2) Il bisogno di comunione/comunità: di amare ed essere amati (che ha a che fare con la qualità delle relazioni con gli altri).
3) Il bisogno di senso, scopo e orientamento: (che ha a che fare con la dimensione trascendente).
In questo racconto del Vangelo di Giovanni, Gesù risponde a tutti e tre questi bisogni del suo discepolo.
In primo luogo, il Signore viene a cercare Simone che non si sente più Pietro perché afflitto dal senso del proprio fallimento che ne ha demolito l’autostima. Gesù viene per restituirgliela, per ricomporre i frantumi della roccia che si è sgretolata. Viene perché Simone di Giovanni torni ad essere Pietro.
In secondo luogo, Gesù gli fa capire che è ancora in comunione con lui e membro della comunità dei discepoli; degno d’amore. Capace di amare e di essere amato. Questo il senso più profondo della triplice domanda.
In terzo luogo, il Signore dicendo a Simone di pascere le sue pecore, cioè di prendersi cura della comunità, ridona alla sua vita senso scopo e orientamento.
E questo, sorelle e fratelli, è ciò che il nostro Signore Gesù Cristo, il Buon Pastore, vuole fare anche per noi che non di rado pensiamo di averlo deluso, che così spesso ci sentiamo incapaci di amare o di essere amati, che quasi sempre ci sentiamo inadeguati, disorientati, smarriti, non all’altezza dei compiti che ci vengono affidati, o della chiamata che ci viene rivolta.

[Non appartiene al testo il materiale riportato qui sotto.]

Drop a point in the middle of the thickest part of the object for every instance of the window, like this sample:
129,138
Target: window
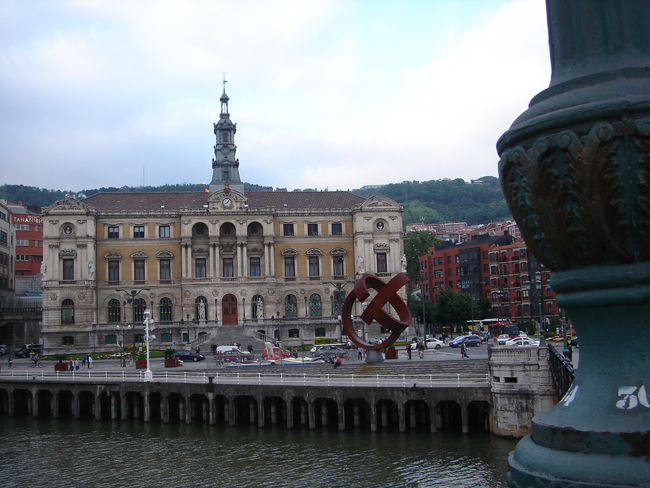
315,307
67,311
228,271
382,265
138,270
68,269
290,306
289,266
113,270
165,269
338,265
199,268
165,310
255,267
114,311
139,308
313,266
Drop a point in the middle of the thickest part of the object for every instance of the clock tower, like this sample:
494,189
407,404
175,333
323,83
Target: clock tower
225,165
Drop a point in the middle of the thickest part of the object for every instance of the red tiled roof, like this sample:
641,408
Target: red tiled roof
170,201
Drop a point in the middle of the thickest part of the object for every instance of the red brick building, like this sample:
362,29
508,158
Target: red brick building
28,224
498,268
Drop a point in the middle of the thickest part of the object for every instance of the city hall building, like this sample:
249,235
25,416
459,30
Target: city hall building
258,264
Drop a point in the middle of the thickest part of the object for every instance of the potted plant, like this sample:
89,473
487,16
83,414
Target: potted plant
141,362
60,365
170,361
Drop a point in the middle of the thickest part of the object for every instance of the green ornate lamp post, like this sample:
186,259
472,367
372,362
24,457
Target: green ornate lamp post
575,169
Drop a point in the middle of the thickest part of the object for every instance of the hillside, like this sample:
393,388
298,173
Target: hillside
435,200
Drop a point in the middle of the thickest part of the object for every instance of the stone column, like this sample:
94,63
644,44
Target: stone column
575,170
341,415
35,403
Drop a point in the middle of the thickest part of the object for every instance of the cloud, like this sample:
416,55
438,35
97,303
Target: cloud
325,93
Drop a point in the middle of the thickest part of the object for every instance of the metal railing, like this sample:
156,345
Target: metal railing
258,378
562,371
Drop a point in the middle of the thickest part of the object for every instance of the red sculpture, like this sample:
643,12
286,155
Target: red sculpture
386,293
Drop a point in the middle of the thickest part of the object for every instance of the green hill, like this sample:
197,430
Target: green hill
434,201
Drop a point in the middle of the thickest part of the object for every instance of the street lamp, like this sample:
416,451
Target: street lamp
538,286
148,326
122,332
130,297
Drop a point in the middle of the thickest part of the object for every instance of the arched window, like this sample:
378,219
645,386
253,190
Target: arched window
140,306
201,308
315,306
114,311
257,307
165,310
290,306
67,311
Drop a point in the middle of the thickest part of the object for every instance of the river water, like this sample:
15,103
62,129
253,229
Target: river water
87,453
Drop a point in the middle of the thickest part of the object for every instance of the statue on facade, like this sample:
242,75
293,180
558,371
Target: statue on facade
260,308
360,266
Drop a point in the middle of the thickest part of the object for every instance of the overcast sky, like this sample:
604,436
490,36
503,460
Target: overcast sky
325,94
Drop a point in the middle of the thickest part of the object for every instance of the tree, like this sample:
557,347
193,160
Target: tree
415,246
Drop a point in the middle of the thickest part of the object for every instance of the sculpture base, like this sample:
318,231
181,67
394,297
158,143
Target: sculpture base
374,356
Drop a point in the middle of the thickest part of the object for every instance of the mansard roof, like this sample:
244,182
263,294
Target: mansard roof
171,201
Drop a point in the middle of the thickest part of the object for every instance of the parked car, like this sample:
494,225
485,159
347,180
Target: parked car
503,338
329,350
234,355
430,344
188,356
469,340
28,349
277,354
522,341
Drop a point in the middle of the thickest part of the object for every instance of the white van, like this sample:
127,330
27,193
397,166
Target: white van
222,349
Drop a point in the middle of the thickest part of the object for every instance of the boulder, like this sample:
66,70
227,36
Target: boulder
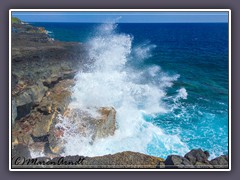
175,161
220,162
197,155
21,150
83,123
126,159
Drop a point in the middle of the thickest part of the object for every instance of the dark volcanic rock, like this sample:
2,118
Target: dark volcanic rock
38,63
197,155
21,150
175,161
125,159
220,162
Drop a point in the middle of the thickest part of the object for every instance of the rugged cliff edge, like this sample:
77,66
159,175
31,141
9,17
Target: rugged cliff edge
43,72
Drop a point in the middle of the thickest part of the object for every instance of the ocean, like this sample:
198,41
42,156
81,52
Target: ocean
168,83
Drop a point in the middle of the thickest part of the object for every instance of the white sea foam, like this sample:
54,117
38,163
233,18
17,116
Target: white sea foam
111,82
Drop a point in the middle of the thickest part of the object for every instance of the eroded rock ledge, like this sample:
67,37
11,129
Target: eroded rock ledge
196,158
42,75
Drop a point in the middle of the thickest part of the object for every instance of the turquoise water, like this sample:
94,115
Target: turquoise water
195,57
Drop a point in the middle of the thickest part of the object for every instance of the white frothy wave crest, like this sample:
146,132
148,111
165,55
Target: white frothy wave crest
110,82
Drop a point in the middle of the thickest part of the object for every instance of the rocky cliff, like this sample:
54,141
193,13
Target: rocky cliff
43,73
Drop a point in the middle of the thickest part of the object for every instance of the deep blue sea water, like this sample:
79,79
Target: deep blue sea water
196,54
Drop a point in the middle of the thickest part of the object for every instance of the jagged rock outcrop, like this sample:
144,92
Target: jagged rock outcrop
126,159
83,123
38,63
39,124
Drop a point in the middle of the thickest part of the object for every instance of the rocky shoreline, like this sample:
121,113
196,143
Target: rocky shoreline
43,73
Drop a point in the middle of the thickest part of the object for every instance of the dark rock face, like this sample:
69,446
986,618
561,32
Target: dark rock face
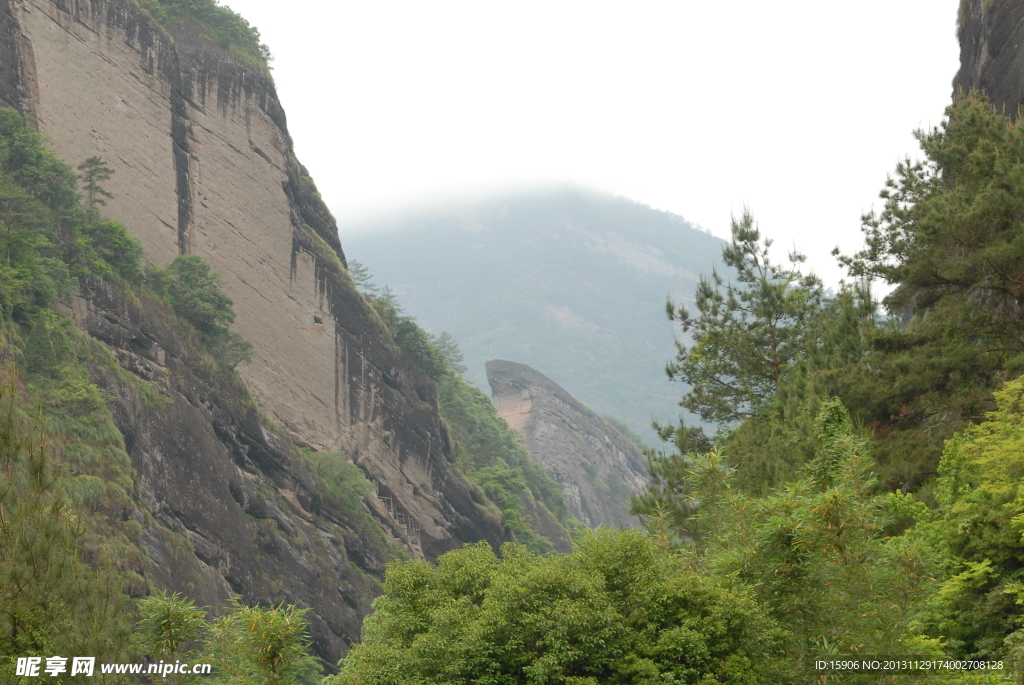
228,507
597,468
991,37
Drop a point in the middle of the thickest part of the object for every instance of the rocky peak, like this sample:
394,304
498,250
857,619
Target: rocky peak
597,467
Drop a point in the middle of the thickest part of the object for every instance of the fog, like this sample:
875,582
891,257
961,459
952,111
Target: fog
798,110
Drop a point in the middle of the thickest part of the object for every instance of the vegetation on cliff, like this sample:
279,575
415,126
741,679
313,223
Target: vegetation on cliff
217,24
71,514
506,483
616,611
860,498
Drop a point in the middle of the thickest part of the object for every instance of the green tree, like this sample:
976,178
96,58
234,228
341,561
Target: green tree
170,628
616,610
820,551
50,602
449,348
93,171
262,646
197,296
748,335
950,239
363,280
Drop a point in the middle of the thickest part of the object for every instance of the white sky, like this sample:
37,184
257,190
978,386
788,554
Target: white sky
798,109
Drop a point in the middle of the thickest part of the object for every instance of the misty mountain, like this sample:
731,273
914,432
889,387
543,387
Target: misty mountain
569,282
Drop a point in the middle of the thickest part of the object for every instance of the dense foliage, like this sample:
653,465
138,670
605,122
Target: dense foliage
195,293
71,558
614,611
748,336
217,24
813,512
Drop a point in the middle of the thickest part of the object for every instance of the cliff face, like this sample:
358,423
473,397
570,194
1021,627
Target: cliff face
204,164
597,468
991,37
226,506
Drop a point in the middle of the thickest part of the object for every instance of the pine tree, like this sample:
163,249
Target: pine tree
93,171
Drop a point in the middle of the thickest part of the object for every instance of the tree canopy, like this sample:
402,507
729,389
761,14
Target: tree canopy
614,611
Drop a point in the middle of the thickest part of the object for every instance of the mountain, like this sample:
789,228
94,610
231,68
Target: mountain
570,282
296,478
597,466
990,34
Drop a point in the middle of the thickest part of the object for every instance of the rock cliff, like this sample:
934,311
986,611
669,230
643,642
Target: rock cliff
991,37
596,466
204,164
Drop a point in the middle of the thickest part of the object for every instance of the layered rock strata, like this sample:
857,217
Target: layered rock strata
596,466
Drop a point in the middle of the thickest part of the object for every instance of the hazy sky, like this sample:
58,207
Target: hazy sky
798,109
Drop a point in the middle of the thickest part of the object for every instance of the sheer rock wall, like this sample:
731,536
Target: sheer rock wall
204,164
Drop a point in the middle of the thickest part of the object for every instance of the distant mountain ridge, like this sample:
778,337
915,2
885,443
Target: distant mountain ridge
567,281
597,467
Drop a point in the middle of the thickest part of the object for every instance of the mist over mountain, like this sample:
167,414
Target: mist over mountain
567,281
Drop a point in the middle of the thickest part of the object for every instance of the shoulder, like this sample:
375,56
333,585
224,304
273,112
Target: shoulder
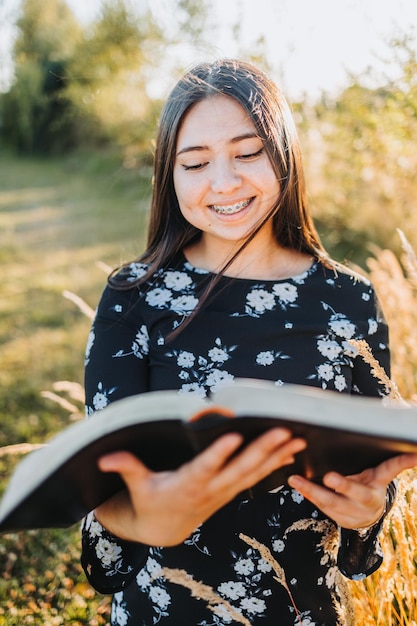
339,274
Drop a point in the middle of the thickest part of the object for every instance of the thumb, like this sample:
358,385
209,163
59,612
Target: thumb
124,463
388,470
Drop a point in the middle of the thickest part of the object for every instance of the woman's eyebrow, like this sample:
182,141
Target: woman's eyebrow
232,140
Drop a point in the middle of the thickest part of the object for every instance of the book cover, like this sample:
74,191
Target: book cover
58,484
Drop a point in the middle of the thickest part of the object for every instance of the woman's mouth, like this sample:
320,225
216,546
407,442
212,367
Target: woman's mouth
230,209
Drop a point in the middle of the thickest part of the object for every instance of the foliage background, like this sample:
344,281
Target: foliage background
76,141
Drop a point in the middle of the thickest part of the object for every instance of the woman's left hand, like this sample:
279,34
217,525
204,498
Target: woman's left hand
356,501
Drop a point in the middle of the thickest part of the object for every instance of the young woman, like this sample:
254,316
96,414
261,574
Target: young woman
234,283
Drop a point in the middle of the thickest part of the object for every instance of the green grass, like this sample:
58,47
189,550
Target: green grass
58,220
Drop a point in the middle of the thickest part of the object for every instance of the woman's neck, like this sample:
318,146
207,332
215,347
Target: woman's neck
256,262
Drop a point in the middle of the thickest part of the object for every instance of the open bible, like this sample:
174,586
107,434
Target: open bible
56,485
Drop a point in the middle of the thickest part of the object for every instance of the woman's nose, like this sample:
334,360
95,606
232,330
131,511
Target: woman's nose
225,179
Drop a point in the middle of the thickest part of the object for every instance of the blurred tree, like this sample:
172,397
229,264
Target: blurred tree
108,75
362,161
35,111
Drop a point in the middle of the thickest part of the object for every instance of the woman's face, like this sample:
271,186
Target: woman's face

Il Signore viene a incontrarci lì dove siamo, nei luoghi delle nostre ritirate, nei luoghi dei nostri nascondimenti, nei luoghi dei nostri fallimenti, e ci viene a cercare non per rinfacciarci alcunché, bensì per ribadirci che ci ama.
Tutto quello che ci chiede è se anche noi amiamo lui o, perlomeno, se gli vogliamo bene, perché si fa bastare anche quello.
Ciascuna e ciascuno di noi è interpellato.
Ciascuna e ciascuno di noi è chiamato a dare la propria risposta.